The Scottish business of Diageo, the world’s largest spirits maker, is experiencing the best of times particularly for whisky which is enjoying a high demand with strong signals that demand for scotch is likely to hit double digit percentages in overseas markets. The company announced a 5% rise in profits to £2.9bn in the year to June. It now says it has long term plans for Scotland and has already invested £600m in the last six years, a move that will see it strengthen its grip in Scotland and definitely contribute to the solidity of Scottish business. Whisky sales in emerging markets rose by 16%.
The company is happy with the results, saying they will definitely make a positive impact on Scottish business both directly and indirectly as well as add to the value of Scotland as a healthy business spot for globally-focused investors. In a move to consolidate its position both for its Scottish business and elsewhere in the global market, Diageo is planning to make heavy investments in popular brands such as Johnnie Walker. It currently employs about 4000 people in Scotland, adding to the vibrancy of Scottish business.

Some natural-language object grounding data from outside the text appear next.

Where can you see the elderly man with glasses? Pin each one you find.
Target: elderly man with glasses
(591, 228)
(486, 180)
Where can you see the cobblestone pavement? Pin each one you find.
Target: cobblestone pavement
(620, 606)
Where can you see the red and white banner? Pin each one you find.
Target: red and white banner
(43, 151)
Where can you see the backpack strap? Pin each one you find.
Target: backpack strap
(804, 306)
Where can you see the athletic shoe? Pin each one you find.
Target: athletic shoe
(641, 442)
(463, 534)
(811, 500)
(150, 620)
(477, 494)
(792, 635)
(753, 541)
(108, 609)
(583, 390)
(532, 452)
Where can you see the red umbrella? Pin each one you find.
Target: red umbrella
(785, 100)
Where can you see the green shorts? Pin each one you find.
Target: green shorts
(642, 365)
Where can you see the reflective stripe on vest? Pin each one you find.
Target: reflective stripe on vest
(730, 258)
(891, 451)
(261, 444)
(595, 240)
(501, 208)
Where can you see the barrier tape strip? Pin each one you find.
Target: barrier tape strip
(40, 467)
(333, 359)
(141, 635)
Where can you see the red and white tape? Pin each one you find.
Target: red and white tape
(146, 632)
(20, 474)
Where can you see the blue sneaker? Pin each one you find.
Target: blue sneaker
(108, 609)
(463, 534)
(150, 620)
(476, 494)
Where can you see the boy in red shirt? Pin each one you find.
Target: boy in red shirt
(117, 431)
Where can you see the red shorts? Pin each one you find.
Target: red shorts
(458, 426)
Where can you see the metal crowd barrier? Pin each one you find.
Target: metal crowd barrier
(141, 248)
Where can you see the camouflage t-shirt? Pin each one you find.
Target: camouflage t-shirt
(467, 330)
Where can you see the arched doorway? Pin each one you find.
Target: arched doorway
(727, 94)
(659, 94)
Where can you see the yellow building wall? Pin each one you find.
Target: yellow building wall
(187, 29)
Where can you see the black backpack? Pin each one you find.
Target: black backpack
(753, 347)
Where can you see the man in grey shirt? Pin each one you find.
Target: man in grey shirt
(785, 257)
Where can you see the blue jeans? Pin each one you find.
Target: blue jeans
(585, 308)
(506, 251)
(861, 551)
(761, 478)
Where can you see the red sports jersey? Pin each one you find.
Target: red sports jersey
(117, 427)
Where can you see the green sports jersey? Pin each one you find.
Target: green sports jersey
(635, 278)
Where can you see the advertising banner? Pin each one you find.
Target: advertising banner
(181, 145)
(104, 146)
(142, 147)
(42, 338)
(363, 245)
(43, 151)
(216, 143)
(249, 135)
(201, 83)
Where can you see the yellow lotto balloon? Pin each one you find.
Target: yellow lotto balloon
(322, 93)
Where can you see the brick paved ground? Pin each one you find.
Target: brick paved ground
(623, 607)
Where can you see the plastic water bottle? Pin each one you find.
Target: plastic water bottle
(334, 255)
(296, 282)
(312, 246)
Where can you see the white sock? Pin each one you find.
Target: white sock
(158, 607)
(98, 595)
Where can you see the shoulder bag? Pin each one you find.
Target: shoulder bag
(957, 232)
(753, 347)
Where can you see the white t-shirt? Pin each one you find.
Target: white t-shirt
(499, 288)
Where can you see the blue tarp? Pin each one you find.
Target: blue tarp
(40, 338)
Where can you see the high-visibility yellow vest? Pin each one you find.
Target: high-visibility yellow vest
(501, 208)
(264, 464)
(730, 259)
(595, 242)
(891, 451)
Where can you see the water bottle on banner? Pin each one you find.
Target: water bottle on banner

In addition to the excellent performance exhibited by the company’s Scottish business, other markets performed equally well across the year, with sales volumes increasing tremendously in countries such as China where sales of super deluxe scotch and super deluxe swelled by 17% and 41% respectively. Commenting on the results, Diageos’ chief executive, Paul Walsh, said their mid-term outlook is for an average organic top-line growth of 6%, improved organic operating margin and double digit earnings per share (eps).
Diageo is one of the strongest performers in Scottish business, helped by heavy marketing budgets that see the company running vigorous marketing campaigns throughout the year. The scotch and rum brands have particularly performed exceptionally well and they are believed to have contributed a greater portion of the double-digit organic growth in net sales especially in Russia where marketing majored on premium and super premium scotch.
The directors recommended a 6% rise on final dividend, taking it up to 24.9p per share. Shares on the other hand closed 5% up, 52p, at 1170p.